Mais à propos de Grimm, ne serez-vous pas un peu surprise que je vous aie déjà écrit sept à huit pages, sans presque vous en dire un mot ? C’est, mon amie, qu’il arrange si bien ses voyages, qu’il sort de la Chevrette au moment que j’y arrive. En vérité, quand il aurait le dessein de me rendre amoureux de sa maîtresse, il ne s’y prendrait pas autrement. Vous concevez bien que je plaisante : il est trop honnête pour avoir cette vue, et je le suis trop, moi, pour qu’elle lui réussît quand il l’aurait. Et puis, il est si enfoncé dans la négociation et les mémoires, qu’on ne lui voit pas le bout du nez. Il ne lui reste presque pas un instant pour l’amitié ; et je ne sais quand l’amour trouve le sien. Nous nous sommes un peu promenés, elle et moi, ce matin.
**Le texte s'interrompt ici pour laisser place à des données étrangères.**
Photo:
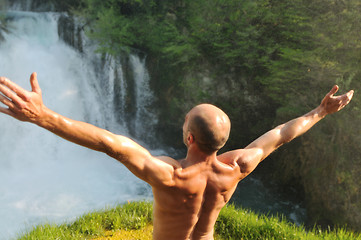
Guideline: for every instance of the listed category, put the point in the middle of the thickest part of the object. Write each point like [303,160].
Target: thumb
[34,83]
[333,91]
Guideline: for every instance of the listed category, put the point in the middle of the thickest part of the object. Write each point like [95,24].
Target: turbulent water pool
[46,179]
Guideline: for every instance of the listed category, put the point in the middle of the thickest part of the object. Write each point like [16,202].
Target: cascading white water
[42,177]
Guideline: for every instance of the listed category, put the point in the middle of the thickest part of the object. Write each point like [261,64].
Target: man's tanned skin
[189,193]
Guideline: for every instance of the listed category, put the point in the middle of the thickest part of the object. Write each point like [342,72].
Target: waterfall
[42,177]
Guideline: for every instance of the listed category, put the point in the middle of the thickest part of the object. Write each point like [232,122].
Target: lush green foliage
[128,216]
[263,62]
[231,224]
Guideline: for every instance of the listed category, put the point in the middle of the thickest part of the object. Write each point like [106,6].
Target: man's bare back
[188,194]
[190,208]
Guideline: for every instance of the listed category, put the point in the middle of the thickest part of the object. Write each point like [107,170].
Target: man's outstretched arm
[273,139]
[28,106]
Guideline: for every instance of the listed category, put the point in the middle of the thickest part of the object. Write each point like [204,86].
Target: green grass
[133,221]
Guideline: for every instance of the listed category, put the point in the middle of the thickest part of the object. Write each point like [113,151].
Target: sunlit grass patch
[134,221]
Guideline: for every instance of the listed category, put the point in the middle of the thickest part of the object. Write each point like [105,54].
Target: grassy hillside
[134,221]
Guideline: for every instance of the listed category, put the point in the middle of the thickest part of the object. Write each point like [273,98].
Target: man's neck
[195,156]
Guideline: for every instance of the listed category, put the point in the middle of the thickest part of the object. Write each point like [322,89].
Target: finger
[6,111]
[333,90]
[13,87]
[350,94]
[34,83]
[10,94]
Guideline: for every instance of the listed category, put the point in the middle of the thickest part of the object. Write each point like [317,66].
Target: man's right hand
[331,104]
[21,104]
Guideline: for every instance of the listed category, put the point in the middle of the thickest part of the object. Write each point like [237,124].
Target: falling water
[42,177]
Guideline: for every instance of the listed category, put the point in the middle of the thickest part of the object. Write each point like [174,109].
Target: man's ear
[190,138]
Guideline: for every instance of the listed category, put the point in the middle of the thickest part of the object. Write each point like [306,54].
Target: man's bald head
[209,125]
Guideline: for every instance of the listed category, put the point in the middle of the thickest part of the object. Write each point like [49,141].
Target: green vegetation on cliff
[133,221]
[263,62]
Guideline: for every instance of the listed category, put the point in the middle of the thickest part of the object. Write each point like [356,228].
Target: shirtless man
[188,194]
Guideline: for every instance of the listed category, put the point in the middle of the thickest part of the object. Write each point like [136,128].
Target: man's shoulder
[170,161]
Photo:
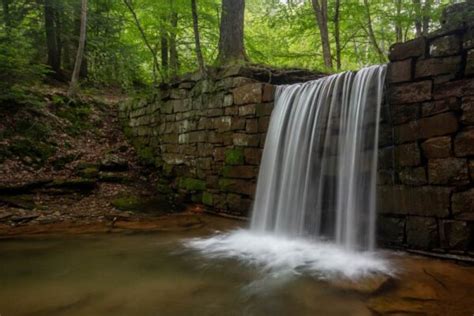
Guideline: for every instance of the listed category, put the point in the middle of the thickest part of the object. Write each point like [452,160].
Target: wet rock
[113,163]
[448,171]
[367,285]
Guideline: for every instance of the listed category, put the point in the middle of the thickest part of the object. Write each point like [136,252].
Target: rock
[464,144]
[438,125]
[437,66]
[467,110]
[424,201]
[413,176]
[463,204]
[412,92]
[366,285]
[399,71]
[250,93]
[407,155]
[391,230]
[422,232]
[113,163]
[439,147]
[413,48]
[445,46]
[448,171]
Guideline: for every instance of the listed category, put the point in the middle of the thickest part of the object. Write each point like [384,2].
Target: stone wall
[206,135]
[426,193]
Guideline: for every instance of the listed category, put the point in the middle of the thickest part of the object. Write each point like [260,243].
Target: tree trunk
[6,15]
[80,50]
[54,58]
[418,19]
[197,39]
[174,59]
[231,39]
[426,17]
[337,36]
[398,26]
[371,33]
[164,52]
[321,14]
[156,67]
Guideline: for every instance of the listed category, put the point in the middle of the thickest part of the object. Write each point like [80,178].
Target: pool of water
[192,270]
[150,274]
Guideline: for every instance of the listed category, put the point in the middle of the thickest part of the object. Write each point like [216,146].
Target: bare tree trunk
[156,67]
[174,59]
[426,17]
[321,14]
[231,40]
[337,36]
[371,33]
[418,18]
[398,26]
[164,52]
[80,50]
[54,58]
[197,39]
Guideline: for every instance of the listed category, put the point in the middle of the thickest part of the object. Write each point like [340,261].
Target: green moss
[207,198]
[234,156]
[225,184]
[192,184]
[127,203]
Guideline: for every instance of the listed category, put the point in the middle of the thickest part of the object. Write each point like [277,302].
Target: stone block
[448,171]
[455,235]
[234,156]
[391,230]
[248,140]
[412,92]
[247,110]
[400,71]
[445,46]
[402,113]
[268,93]
[250,93]
[440,106]
[240,172]
[251,126]
[438,147]
[407,155]
[413,48]
[469,70]
[438,125]
[463,204]
[467,110]
[464,143]
[264,109]
[423,200]
[458,88]
[437,66]
[422,232]
[413,176]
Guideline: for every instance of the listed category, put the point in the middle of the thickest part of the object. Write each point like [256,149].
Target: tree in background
[73,86]
[231,40]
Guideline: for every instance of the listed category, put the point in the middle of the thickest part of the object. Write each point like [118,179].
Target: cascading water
[314,207]
[318,170]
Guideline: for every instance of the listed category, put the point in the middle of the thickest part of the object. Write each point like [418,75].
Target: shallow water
[151,274]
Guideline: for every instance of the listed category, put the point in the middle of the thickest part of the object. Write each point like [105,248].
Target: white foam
[281,255]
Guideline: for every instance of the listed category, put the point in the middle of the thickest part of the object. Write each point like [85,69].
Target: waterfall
[318,171]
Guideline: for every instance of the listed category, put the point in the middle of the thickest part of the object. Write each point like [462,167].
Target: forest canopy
[133,43]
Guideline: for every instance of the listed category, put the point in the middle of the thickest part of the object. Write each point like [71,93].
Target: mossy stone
[234,156]
[192,184]
[207,198]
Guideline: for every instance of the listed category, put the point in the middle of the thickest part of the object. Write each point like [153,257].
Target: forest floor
[67,161]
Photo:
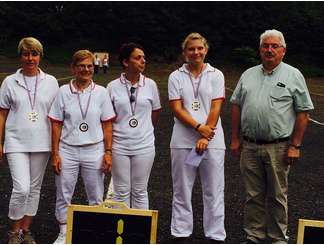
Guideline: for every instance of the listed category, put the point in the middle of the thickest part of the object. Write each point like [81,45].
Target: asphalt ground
[306,185]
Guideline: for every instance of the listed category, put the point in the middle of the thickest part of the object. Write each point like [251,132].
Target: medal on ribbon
[84,127]
[133,122]
[33,115]
[195,105]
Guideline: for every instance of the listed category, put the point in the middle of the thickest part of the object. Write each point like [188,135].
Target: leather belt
[264,142]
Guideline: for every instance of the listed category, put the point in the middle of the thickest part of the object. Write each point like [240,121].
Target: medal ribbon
[192,83]
[84,114]
[129,95]
[32,103]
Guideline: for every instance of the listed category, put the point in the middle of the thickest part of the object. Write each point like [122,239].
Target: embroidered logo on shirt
[279,84]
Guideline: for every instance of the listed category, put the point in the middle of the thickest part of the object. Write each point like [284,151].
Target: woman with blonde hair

Je lui avais trouvé l’air soucieux hier au soir. Je lui en ai demandé le sujet. « C’était une de ces minuties auxquelles, lui disais-je, vous êtes trop heureux tous les deux d’être sensibles au bout de quatre ans. Vous vous examinez donc de bien près ? Vous en êtes donc comme au premier jour ? Eh ! mes amis, tâchez de n’épouser jamais. » L’après-dîner, nous nous sommes encore promenés, lui et elle, Mme d’Houdetot et moi. J’oubliais de vous dire que j’avais trouvé mon vin blanc fort bon, que j’en avais usé peu sobrement, et que ma voisine était fort gaie. Mme d’Houdetot fait de très-jolis vers ; elle m’en a récité quelques-uns qui m’ont fait grand plaisir. Il y a tout plein de simplicité et de délicatesse. Je n’ai osé les lui demander ; mais si je puis lui arracher un hymne aux tétons qui pétille de feu, de chaleur, d’images et de volupté, je vous l’enverrai[2]. Quoiqu’elle ait eu le courage de me le montrer, je n’ai pas eu celui de le demander. Le soir nous avons laissé rentrer les femmes, et nous avons fait le tour du parc, Grimm et moi. Il y avait longtemps que nous ne nous étions vus ; nous avons été fort aises de nous retrouver. Je l’aime sûrement, et j’en suis, je crois,

  1. C’est le sujet du Siège de Calais. Le succès de la pièce de ce titre, donnée par Belloy le 13 février 1765, aura fait renoncer Saurin à son projet. (T.)
  2. Cette pièce est restée inédite.